By conserving cash like this, Fate hopes to be in a strong bargaining position with potential partners, and in a position to make a bigger contribution to a new collaboration than it otherwise would be with less resources, Wolchko says.
So what does Fate hope to accomplish in the coming year? The company is looking to complete enrollment in the initial clinical trial of FT-1050 by next spring, Wolchko says. It’s possible that if things go well in that study, Fate could begin a pivotal clinical trial as soon as the second half of 2010, he says.
The company has dropped a lot of hints that it could entice a pharmaceutical company to help support the emerging technology for making induced pluripotent stem cells, although Wolchko avoided making any specific promises when we spoke Friday. In a profile I did back in September, Fate spokeswoman Jessica Yingling cited one of Fate’s scientific co-founders, MIT biologist Rudolf Jaenisch, on the rationale for why a Big Pharma should open up its checkbook:
“You can wait for it all to be figured out and miss the boat, or you can work on it now and help shape it,” Yingling said. She added, “We’re talking to everyone.”

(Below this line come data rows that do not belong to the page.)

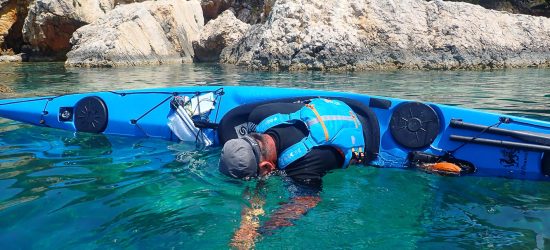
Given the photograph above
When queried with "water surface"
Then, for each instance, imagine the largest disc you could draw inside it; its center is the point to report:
(65, 190)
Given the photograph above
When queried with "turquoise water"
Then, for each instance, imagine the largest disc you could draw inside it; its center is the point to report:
(65, 191)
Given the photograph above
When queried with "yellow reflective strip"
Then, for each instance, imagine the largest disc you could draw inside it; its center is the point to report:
(354, 120)
(320, 120)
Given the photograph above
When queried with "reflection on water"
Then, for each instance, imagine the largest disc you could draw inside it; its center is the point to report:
(81, 190)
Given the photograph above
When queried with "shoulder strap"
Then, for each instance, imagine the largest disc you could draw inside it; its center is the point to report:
(295, 152)
(276, 120)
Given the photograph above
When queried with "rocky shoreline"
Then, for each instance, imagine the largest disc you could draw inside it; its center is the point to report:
(275, 35)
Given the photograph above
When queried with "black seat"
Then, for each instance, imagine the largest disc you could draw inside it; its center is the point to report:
(236, 121)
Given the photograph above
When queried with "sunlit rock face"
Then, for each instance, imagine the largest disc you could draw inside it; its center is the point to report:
(50, 23)
(371, 34)
(218, 34)
(152, 32)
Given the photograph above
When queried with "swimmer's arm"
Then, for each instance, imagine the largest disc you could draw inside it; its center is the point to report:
(289, 212)
(247, 233)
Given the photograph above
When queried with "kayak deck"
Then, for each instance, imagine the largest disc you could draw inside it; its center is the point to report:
(498, 145)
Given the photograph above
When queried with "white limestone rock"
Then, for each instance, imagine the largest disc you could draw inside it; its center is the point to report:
(140, 33)
(372, 34)
(217, 35)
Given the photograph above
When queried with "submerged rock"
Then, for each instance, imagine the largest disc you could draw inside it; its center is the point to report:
(217, 35)
(140, 33)
(51, 23)
(11, 58)
(12, 17)
(371, 34)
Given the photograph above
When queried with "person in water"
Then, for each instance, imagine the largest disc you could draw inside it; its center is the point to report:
(302, 141)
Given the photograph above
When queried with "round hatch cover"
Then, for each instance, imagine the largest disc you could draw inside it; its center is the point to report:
(414, 125)
(90, 115)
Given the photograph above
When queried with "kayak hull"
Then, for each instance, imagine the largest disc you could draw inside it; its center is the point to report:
(405, 126)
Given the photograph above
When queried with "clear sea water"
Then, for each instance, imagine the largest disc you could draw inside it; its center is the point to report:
(60, 190)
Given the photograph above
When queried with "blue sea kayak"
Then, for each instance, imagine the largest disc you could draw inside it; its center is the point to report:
(399, 133)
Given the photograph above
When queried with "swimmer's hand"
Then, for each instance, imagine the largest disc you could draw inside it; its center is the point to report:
(287, 213)
(246, 235)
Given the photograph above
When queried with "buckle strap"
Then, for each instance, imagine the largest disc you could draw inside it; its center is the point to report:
(295, 152)
(320, 119)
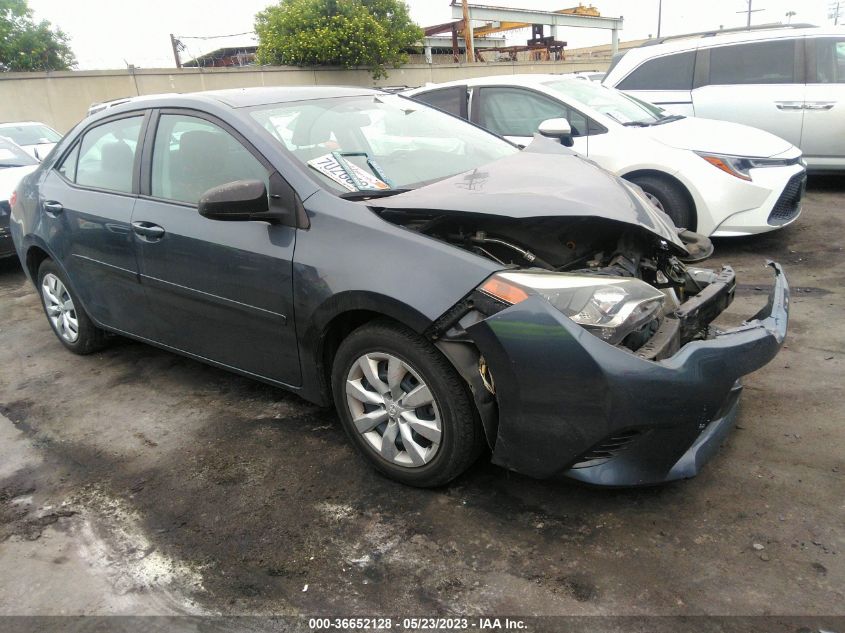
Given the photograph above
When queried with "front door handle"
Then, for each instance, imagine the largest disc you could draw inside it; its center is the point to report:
(819, 105)
(148, 230)
(53, 208)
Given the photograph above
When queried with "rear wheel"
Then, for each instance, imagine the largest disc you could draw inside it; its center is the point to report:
(403, 406)
(70, 323)
(670, 198)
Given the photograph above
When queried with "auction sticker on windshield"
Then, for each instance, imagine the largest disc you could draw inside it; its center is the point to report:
(329, 166)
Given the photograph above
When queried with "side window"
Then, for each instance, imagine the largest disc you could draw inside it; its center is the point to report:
(452, 100)
(516, 112)
(107, 155)
(192, 155)
(830, 61)
(757, 63)
(670, 72)
(68, 166)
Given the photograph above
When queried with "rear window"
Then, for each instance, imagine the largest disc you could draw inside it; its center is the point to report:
(756, 63)
(452, 100)
(830, 61)
(670, 72)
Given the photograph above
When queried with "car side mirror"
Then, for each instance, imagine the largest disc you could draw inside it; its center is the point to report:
(559, 129)
(238, 200)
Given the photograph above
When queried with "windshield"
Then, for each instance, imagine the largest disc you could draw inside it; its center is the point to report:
(30, 134)
(609, 101)
(378, 142)
(13, 156)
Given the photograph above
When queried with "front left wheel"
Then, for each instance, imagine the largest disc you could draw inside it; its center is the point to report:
(70, 323)
(403, 405)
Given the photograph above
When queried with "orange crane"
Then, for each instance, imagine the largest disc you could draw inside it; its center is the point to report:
(489, 29)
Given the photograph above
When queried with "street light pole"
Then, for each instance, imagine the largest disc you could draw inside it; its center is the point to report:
(659, 16)
(175, 48)
(749, 11)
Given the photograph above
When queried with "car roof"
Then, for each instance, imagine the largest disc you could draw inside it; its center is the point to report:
(22, 123)
(242, 97)
(706, 40)
(526, 79)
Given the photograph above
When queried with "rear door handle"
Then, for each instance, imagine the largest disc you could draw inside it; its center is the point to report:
(819, 105)
(53, 208)
(148, 230)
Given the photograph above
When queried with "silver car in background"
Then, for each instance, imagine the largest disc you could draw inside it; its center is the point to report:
(36, 138)
(787, 81)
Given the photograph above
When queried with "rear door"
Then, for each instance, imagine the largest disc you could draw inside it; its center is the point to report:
(760, 84)
(666, 81)
(823, 133)
(516, 114)
(87, 201)
(219, 290)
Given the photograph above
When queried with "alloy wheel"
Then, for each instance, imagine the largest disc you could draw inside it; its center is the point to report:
(393, 409)
(60, 308)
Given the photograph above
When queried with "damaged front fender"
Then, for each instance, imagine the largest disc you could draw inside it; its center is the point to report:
(571, 404)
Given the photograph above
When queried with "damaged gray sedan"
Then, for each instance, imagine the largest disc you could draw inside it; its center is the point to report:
(444, 290)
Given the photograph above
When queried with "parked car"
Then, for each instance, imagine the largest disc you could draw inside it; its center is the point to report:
(788, 81)
(713, 177)
(440, 286)
(585, 75)
(99, 106)
(36, 138)
(14, 165)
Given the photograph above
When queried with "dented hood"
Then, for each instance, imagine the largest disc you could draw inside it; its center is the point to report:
(544, 180)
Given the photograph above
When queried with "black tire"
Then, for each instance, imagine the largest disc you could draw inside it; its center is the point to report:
(674, 200)
(90, 338)
(462, 438)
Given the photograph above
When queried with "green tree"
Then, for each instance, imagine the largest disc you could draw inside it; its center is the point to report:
(29, 45)
(348, 33)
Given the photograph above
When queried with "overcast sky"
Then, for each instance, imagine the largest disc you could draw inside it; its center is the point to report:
(109, 34)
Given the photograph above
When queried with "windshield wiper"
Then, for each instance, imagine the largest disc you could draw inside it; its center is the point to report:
(669, 118)
(346, 166)
(364, 194)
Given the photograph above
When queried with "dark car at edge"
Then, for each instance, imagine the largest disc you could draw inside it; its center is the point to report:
(445, 291)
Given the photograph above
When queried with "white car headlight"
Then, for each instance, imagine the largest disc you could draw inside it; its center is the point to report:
(740, 166)
(609, 307)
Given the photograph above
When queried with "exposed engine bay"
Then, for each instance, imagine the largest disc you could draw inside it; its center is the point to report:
(596, 247)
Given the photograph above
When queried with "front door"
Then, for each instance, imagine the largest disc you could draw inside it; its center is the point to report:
(758, 84)
(219, 290)
(516, 113)
(89, 197)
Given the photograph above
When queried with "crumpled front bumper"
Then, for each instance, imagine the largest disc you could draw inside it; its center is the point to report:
(571, 404)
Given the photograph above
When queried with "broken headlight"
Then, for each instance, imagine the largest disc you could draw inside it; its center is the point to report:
(607, 307)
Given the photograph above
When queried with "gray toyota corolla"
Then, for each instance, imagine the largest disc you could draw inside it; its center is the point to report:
(443, 289)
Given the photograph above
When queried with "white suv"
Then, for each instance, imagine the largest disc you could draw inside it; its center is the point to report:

The field is still in its earliest, nascent days, Fate acknowledges. Lots of scientific questions still need to be answered. One biggie is whether the induced cells really have embryonic-like properties in their ability to become any type of cell. Another is whether the induced pluripotent stem cells can in fact be differentiated to produce certain cell types of interest—like heart cells or neurons—that are the same as those made in nature. And can it all be reproduced at truly cost-effective industrial scale?
That will all take time and a lot of cash to answer. By raising this $30 million, Fate has bought itself a lot more time to show it can create something valuable with its stem cell technology. “Money is the lifeblood of a biotech company, and this really allows us to push forward,” Wolchko says.